Rather than jumping straight to large neural models, I focused on classical NLP approaches that are fast to train, easy to inspect, and still surprisingly effective. The emphasis here is on understanding what signals the models are actually using, as well as performance.
Dataset
The dataset consists of labeled real and fake news articles. Each article was treated as a standalone document and converted into numerical features using TF–IDF vectorization. This representation captures which words are distinctive within the corpus, while remaining simple enough to reason about directly.
Preprocessing
- Text normalization and tokenization
- Stopword removal
- TF–IDF feature construction
- Train/test split for evaluation
Models
I trained two linear classifiers that are commonly used as strong baselines for text classification tasks: logistic regression and a support vector machine (SVM).

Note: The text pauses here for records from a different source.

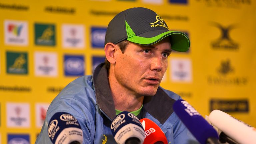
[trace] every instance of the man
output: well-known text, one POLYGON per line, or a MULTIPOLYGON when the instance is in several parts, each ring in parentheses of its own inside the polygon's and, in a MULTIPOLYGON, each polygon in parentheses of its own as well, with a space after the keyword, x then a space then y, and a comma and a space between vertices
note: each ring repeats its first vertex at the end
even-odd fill
POLYGON ((110 125, 123 111, 151 119, 169 143, 196 141, 172 109, 180 97, 159 86, 171 50, 185 52, 190 45, 186 35, 170 31, 151 10, 135 8, 119 13, 107 29, 105 63, 92 76, 71 82, 53 100, 36 143, 50 143, 48 124, 54 113, 63 111, 77 119, 83 143, 115 143, 110 125))

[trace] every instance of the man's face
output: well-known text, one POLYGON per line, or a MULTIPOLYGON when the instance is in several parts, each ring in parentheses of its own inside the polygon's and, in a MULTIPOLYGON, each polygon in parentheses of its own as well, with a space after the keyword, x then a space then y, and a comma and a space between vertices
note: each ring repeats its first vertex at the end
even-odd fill
POLYGON ((155 95, 171 51, 168 38, 149 46, 130 43, 123 54, 118 49, 114 72, 119 84, 136 95, 155 95))

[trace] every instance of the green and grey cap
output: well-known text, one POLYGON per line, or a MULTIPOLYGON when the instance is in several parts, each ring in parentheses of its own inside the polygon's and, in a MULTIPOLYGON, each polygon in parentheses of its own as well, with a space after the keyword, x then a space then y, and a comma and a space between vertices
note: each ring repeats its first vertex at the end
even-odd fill
POLYGON ((134 8, 121 12, 111 20, 107 29, 105 44, 116 44, 126 39, 141 45, 152 45, 167 36, 172 49, 184 52, 189 48, 189 39, 184 33, 170 31, 164 21, 152 10, 134 8))

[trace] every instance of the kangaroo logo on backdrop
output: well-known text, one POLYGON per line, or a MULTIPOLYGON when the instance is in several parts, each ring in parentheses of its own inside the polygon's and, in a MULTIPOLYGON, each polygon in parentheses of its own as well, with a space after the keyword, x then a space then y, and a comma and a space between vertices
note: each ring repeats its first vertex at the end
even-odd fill
POLYGON ((248 83, 247 77, 234 75, 235 71, 229 59, 222 60, 216 69, 217 75, 209 75, 207 81, 209 84, 215 85, 246 85, 248 83))
POLYGON ((218 71, 223 75, 226 75, 229 73, 234 71, 234 68, 231 67, 230 60, 229 59, 222 61, 221 66, 218 69, 218 71))
POLYGON ((92 27, 91 29, 92 47, 104 48, 107 28, 92 27))
POLYGON ((41 128, 46 116, 46 111, 49 104, 48 103, 36 104, 35 116, 36 127, 41 128))
POLYGON ((62 28, 64 47, 81 49, 84 47, 83 26, 64 24, 62 28))
POLYGON ((29 144, 29 135, 8 134, 8 144, 29 144))
POLYGON ((35 52, 35 74, 56 77, 58 74, 57 54, 55 53, 35 52))
POLYGON ((83 56, 64 56, 65 75, 81 76, 84 75, 85 62, 83 56))
POLYGON ((172 80, 177 82, 190 82, 192 81, 191 62, 189 59, 171 59, 172 80))
POLYGON ((8 127, 29 127, 30 126, 30 106, 28 104, 6 104, 8 127))
POLYGON ((160 17, 160 16, 157 15, 156 16, 156 21, 149 24, 151 27, 162 27, 166 28, 168 30, 169 30, 166 26, 166 25, 164 23, 164 20, 160 17))
POLYGON ((218 28, 221 32, 221 35, 218 39, 212 42, 212 48, 214 49, 237 50, 238 44, 232 40, 230 36, 230 31, 235 28, 234 25, 224 27, 216 23, 213 25, 218 28))
POLYGON ((53 24, 35 24, 35 42, 36 45, 55 45, 55 26, 53 24))
POLYGON ((28 26, 26 22, 6 20, 4 25, 5 44, 27 45, 28 26))
POLYGON ((6 52, 6 70, 7 73, 27 74, 27 53, 6 52))

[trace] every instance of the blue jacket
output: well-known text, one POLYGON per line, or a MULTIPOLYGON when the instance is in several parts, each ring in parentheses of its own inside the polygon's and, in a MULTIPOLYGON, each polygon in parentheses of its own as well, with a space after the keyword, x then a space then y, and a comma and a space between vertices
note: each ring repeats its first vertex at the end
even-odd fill
MULTIPOLYGON (((36 144, 52 143, 48 124, 58 112, 69 113, 77 119, 83 131, 83 144, 114 144, 110 129, 116 116, 104 63, 93 75, 79 78, 67 85, 53 100, 36 144)), ((172 105, 180 97, 159 87, 156 95, 145 97, 139 118, 149 118, 165 134, 169 144, 198 143, 173 112, 172 105)))

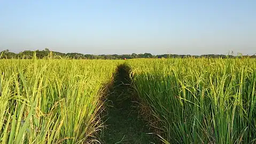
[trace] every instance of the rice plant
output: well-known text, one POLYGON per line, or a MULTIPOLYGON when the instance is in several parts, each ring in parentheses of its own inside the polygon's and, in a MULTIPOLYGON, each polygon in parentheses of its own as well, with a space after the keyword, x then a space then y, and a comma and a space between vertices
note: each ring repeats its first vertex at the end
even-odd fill
POLYGON ((102 90, 117 63, 0 60, 0 143, 98 142, 102 90))
POLYGON ((256 60, 133 60, 134 86, 166 143, 254 143, 256 60))

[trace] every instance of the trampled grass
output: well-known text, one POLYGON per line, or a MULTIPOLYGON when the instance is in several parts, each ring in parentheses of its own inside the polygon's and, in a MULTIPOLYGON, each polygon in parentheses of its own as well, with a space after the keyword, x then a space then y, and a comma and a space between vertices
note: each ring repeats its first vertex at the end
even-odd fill
POLYGON ((165 143, 255 142, 255 59, 142 59, 129 63, 142 107, 165 143))
POLYGON ((124 63, 164 142, 256 142, 255 59, 49 58, 0 60, 0 142, 98 142, 103 90, 124 63))

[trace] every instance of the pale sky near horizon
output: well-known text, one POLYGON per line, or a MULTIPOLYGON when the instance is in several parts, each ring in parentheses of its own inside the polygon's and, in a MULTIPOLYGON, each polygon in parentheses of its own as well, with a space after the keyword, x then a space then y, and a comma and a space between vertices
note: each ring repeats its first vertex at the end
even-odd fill
POLYGON ((0 0, 0 51, 256 53, 256 1, 0 0))

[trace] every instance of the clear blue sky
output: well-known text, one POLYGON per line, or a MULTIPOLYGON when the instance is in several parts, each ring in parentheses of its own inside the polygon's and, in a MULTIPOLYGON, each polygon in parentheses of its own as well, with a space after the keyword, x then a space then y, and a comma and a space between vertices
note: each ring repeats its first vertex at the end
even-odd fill
POLYGON ((256 53, 256 1, 0 0, 0 51, 256 53))

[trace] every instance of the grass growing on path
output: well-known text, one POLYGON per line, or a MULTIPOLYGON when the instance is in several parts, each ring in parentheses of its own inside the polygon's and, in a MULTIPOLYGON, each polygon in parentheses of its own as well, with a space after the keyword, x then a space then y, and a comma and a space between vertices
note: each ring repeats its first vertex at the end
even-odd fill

Using linear models keeps the comparison clean: both models operate on the same TF–IDF feature space, making differences in behavior easier to interpret.
Logistic Regression
- Probabilistic linear classifier
- Fast training and stable performance
- Directly interpretable feature weights
Support Vector Machine
- Margin-based classifier
- Well-suited to high-dimensional text data
- Often slightly stronger separation between classes
How the Fake News Detector Behaves
I’m not trying to “wow” anyone with a black box here — the whole point was to build a strong, inspectable baseline. These figures show (1) how often the models get things wrong, (2) what happens when I try to reduce dataset bias, and (3) which words the linear models are actually using as evidence for “fake” vs “real”.
Click to expand
Click to expand
Click to expand
Click to expand Evaluation
Both models achieved strong performance on the test set. The SVM slightly outperformed logistic regression, though the difference was modest.
Rather than focusing only on headline accuracy, I looked closely at the confusion matrices to understand where and how the models failed.
A good next step would also be to write an AI-writing detector, since that is a more prevalent issue.
What I paid attention to
- Balance between false positives and false negatives
- Consistency of predictions across samples
- Qualitative differences in decision boundaries
Interpretability & NLP insight
One advantage of linear models is that their decisions can be inspected directly. By examining feature weights, it’s possible to see which words most strongly influenced the classification.
- Fake news articles tended to rely more on emotionally charged or attention-grabbing language
- Real news articles more often referenced dates, institutions, or named sources
- These patterns align with known stylistic differences in misinformation
While this is a simple NLP pipeline by modern standards, it captures the core idea: transform text into a numerical representation, learn a decision boundary, and interpret what the model has learned.
What this demonstrates
This project shows that classical NLP methods remain strong baselines for text classification, particularly when interpretability matters.
More broadly, it reflects an end-to-end data science workflow: preprocessing raw text, building features, comparing models, evaluating results, and asking what the model is actually doing.